Dominique Bourdet's 1983 paper introducing the pressure derivative for well test analysis was published in the Society of Petroleum Engineers Journal and has become one of the most cited papers in petroleum engineering literature, with over 500 citations. The method was almost immediately adopted by the well testing industry and within five years had become the standard approach taught in reservoir engineering courses and implemented in commercial well test analysis software. In recognition of its transformative impact on reservoir engineering practice, Bourdet received the SPE Formation Evaluation Award and his derivative concept is now universally called the "Bourdet derivative" — one of the few modern petroleum engineering methods named after its inventor and in routine commercial use.

What Are Derivative Logs in Well Test Analysis?

Derivative logs are the mathematical signature of how fast wellbore pressure is changing — plotted on a log-log scale to reveal the flow geometry between a well and its reservoir. Where a conventional pressure plot shows you what the pressure is doing, the derivative shows you how the pressure is changing, and those rates of change are diagnostic: radial flow produces a flat line, linear flow produces a half-slope line, wellbore storage produces a unit slope.
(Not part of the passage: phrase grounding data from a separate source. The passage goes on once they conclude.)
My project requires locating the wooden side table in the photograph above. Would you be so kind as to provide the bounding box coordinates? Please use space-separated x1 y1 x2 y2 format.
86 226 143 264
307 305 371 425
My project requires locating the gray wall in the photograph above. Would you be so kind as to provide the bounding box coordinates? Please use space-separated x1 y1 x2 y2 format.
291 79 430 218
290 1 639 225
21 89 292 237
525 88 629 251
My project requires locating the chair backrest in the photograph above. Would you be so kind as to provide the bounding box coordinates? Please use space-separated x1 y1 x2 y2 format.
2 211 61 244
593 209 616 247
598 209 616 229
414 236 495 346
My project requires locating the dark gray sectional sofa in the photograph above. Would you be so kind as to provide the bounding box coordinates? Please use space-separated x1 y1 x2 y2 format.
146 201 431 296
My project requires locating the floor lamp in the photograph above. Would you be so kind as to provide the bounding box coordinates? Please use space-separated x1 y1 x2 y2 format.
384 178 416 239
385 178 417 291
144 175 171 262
Each flow regime has a characteristic derivative signature, making the derivative plot the universal diagnostic display that tells the well test analyst what kind of system they're looking at before they try to calculate any numbers from it.
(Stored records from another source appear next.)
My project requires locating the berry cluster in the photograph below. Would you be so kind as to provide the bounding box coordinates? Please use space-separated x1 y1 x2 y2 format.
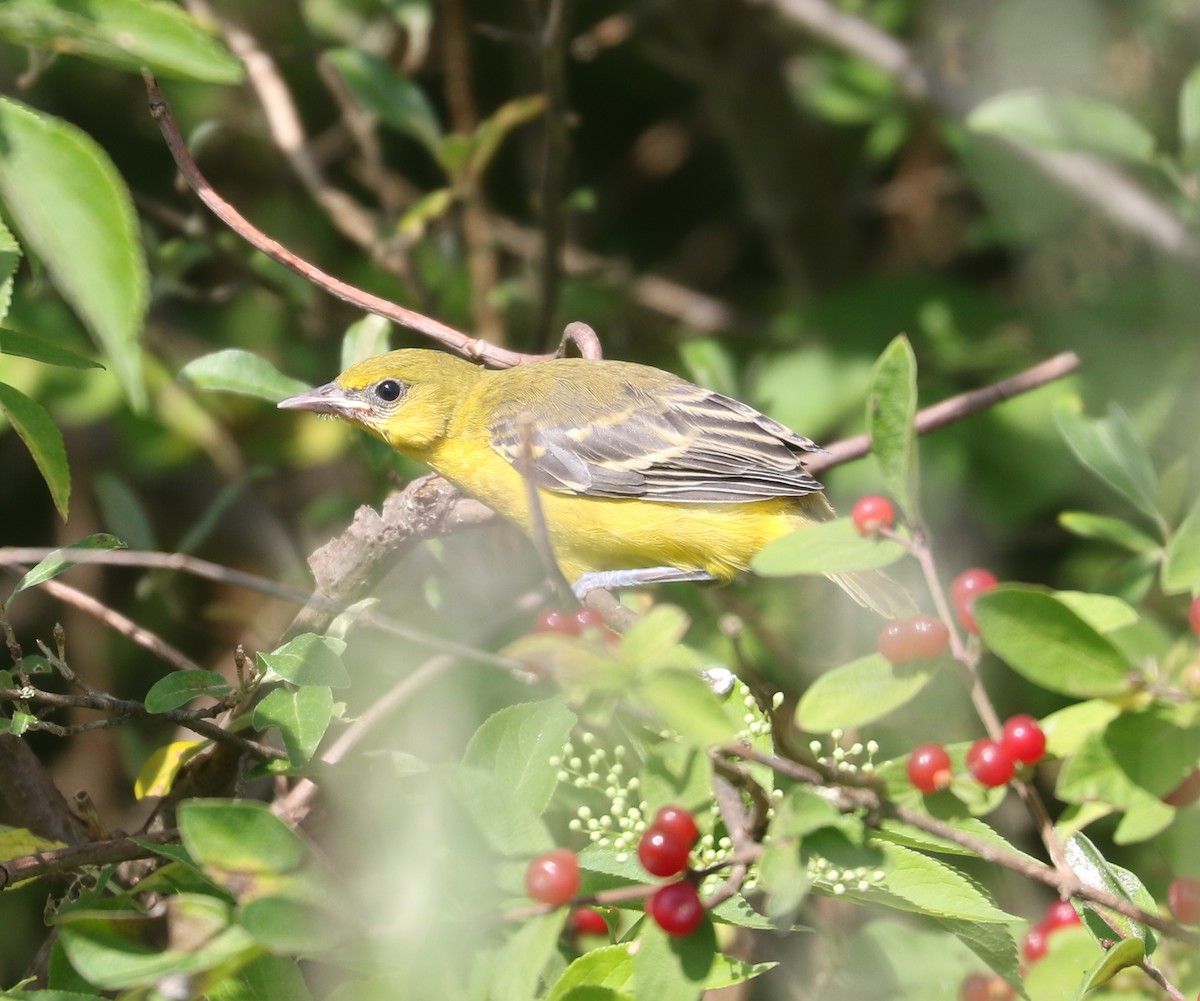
906 715 1046 793
640 805 705 937
1022 898 1082 964
537 606 613 639
522 805 707 940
Derivative logs are also called Bourdet derivative plots, pressure derivative plots, or log-log diagnostic plots. Related terms include pressure transient analysis (the discipline using derivative logs), Bourdet derivative (the standard mathematical form), radial flow (the flat derivative signature), wellbore storage (the unit slope at early time), pressure buildup test (the data source for derivative analysis), Horner plot (the complementary semi-log analysis), flow regime (the characteristic behavior identified by derivatives), dual porosity (a formation type identified by the derivative hump), and permeability (the key parameter derived from the flat plateau level).
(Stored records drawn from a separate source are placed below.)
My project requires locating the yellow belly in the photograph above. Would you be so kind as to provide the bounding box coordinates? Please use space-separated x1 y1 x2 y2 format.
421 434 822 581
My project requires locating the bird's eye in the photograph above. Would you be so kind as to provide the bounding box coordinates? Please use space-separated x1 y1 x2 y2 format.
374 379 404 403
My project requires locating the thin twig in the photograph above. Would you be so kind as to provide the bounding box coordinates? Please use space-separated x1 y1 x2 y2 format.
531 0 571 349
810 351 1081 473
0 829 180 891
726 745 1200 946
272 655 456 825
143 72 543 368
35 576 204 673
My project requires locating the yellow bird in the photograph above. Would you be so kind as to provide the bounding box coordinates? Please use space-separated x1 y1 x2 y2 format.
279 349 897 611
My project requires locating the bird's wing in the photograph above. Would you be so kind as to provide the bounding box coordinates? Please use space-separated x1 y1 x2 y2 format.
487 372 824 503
Why the Derivative Plot Transformed Well Testing From an Art to a Science

Before the Bourdet derivative, interpreting a pressure buildup test required deciding in advance which plot to use (Horner, MDH, Ramey type curves), choosing the right time range that showed radial flow, and making judgment calls about which part of the data to trust — a process that experienced analysts could do well and novices often got wrong. The derivative plot changed this by providing a single display that simultaneously shows all the flow regimes, makes their diagnostic signatures geometrically obvious, and allows the analyst to check whether the time range they're using for interpretation is actually showing radial flow or something else. It's one of the clearest examples in engineering of a mathematical transformation that makes complex data immediately interpretable — and it's why pressure transient analysis became a rigorous, reproducible discipline rather than an expert's art form practiced with educated guesswork.